E lá em Cabinda visitei locais históricos, fazendo oração, levando flores, e fui visitar a primeira igreja Católica construída na província, que está em reforma devido a uma parte que desabou. Enquanto o ministro Veríssimo pedia permissão ao padre para nós fazermos a oração com a Ikebana, eu fiquei esperando, com o ministro Bento na estrada, olhando a construção. E aí apareceram quatro jovens, jovens mesmo, adolescentes. E os quatro se aproximaram de mim e começaram a falar comigo em inglês. Acho que pensaram que eu era americano (risos). Começaram a falar comigo em inglês, eu respondi para eles em inglês, começamos a conversar em inglês. Aí, de repente, eu comecei a falar português, e um deles disse, “Oh, you are Brazilian? Você é brasileiro?”, falei “Sou, sou brasileiro”.

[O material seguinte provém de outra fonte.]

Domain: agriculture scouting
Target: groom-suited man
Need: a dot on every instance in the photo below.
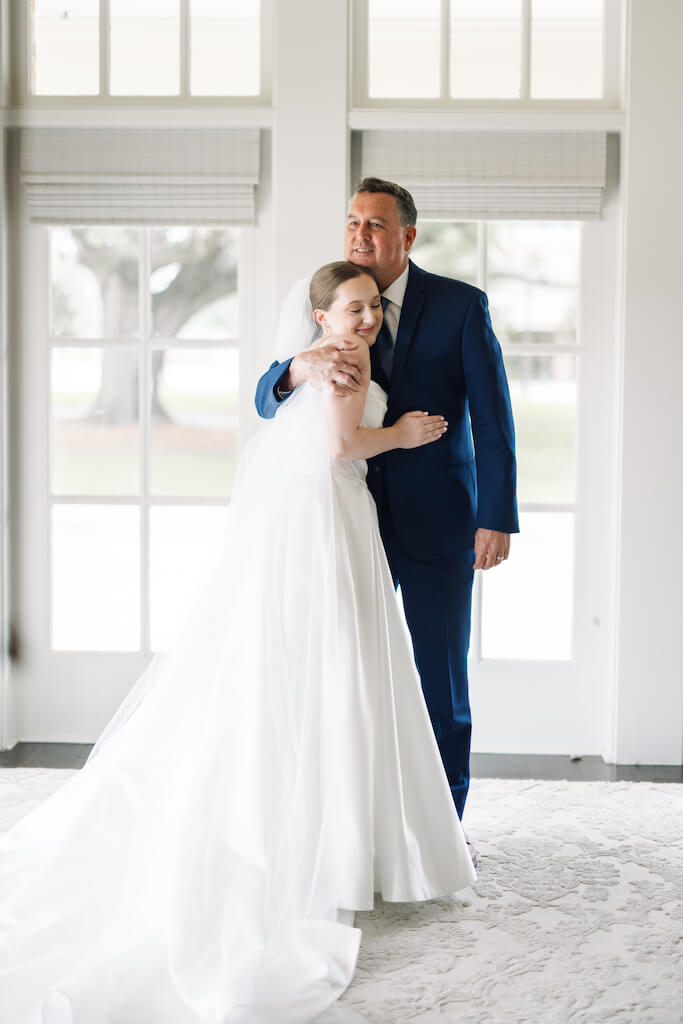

Continuamos falando em inglês e eu perguntei: “mas como é que vocês aprenderam inglês tão bem?”, porque eles falavam inglês bem mesmo, os quatro. Ele: “Não, nós começamos a aprender sozinhos, aqui no bairro, estudando”. E eu falei: “Mas por que é que vocês começaram a estudar inglês?” Aí eles disseram: “Ah, porque vai ser bom para avançar nossa carreira profissional, no futuro”. Falei: “É, muito bom mesmo”. Eles perguntaram: “Mas e você, por que é que você fala inglês tão bem assim, se você é brasileiro?” Eu falei: “Eu era professor de inglês.” “Ainda é professor?” “Não, hoje eu sou missionário. Já não sou professor há muito tempo. Larguei no início da carreira para seguir a carreira missionária”. Ele: “Mas de qual igreja?” Falei: “Igreja Messiânica. Vocês, além de estudar inglês, para vossa carreira progredir, vocês precisam também conhecer o Johrei”.

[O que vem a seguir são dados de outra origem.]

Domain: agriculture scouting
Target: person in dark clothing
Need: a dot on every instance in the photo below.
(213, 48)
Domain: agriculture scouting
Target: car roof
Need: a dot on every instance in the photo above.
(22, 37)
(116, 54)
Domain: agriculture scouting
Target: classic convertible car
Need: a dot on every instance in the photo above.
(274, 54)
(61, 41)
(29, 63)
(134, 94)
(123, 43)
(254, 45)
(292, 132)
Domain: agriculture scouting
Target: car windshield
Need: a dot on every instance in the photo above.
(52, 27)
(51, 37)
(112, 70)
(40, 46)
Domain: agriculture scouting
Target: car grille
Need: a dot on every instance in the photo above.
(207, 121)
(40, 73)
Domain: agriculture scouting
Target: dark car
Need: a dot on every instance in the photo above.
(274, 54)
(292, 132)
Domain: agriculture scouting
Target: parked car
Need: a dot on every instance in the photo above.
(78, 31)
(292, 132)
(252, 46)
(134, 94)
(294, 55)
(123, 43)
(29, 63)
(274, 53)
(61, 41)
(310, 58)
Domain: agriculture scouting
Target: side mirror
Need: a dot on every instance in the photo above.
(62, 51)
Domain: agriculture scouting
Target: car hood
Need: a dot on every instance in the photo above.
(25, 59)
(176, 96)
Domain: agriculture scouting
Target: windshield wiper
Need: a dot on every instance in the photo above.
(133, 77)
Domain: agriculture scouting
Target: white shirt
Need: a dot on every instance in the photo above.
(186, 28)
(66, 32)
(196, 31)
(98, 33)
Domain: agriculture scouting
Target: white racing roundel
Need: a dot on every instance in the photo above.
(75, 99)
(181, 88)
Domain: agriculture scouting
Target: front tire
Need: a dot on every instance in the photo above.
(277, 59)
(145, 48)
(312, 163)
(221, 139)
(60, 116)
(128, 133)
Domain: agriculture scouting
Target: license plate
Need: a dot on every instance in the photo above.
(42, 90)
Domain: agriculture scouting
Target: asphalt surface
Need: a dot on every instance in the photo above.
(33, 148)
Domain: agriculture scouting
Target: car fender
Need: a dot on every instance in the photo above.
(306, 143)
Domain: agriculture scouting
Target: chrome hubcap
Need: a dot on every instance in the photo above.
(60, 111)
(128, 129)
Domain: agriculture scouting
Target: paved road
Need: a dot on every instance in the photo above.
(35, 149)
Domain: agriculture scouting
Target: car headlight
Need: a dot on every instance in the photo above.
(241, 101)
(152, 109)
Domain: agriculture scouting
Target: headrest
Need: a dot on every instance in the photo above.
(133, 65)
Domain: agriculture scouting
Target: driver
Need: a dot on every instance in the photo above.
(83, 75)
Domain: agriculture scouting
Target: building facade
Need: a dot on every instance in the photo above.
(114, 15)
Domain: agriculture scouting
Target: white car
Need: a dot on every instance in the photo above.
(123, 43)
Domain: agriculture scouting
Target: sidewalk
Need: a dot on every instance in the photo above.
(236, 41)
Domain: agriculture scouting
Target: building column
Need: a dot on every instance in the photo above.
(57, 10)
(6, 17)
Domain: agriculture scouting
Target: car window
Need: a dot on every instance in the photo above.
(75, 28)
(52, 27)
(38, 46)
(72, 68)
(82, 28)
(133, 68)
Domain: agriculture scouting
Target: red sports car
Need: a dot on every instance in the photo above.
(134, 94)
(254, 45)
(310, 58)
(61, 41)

Ele: “Mas o que que é Johrei?” Falei: “Johrei é isso aqui, ó. É a luz de Deus”. E comecei a ministrar Johrei neles. Aí um deles falou: “É, mas eu não tô vendo luz nenhuma” (risos). Eu falei: “Mas tá a sair. Você precisa experimentar, precisa receber”. Aí continuamos conversando, o ministro Veríssimo veio, pegou os contatos deles, ensinou como chegar à nossa igreja, e fiquei muito feliz depois de saber que um deles está a frequentar a igreja, graças a Deus e ao Messias Meishu-Sama. Então, nós precisamos ter essa vontade de apresentar Meishu-Sama para o maior número possível de pessoas. Toda oportunidade, vamos deixar o Johrei atuar. Plantar a semente através do Johrei. Mais do que minhas explicações, a Luz de Deus é que vai despertar a alma da pessoa. Uma semente foi plantada.

Dias depois me desloquei à província de Benguela, graças a Deus e ao Messias Meishu-Sama. Encontrei com os jovens de Cabinda, aí fui participar do Intercâmbio de Jovens em Benguela. Eu já não ia lá há três anos e meio, mais ou menos. Tive permissão de conhecer o polo agrícola da Canjala, que nós recebemos nesse período que eu fiquei sem visitar a província. É um polo muito bonito, na estrada nacional o nosso polo. Passando na estrada, depois que a gente colocar a placa não vai ter como se perder. Ali no polo da Igreja Messiânica nossos irmãos estão dedicando com muito amor, muito esforço. Também tivemos a permissão de reentronizar as imagens no Johrei Center da Cabaia, ficou muito bonito, com todo o amor que os fiéis colocaram na reforma que foi feita ali no Johrei Center.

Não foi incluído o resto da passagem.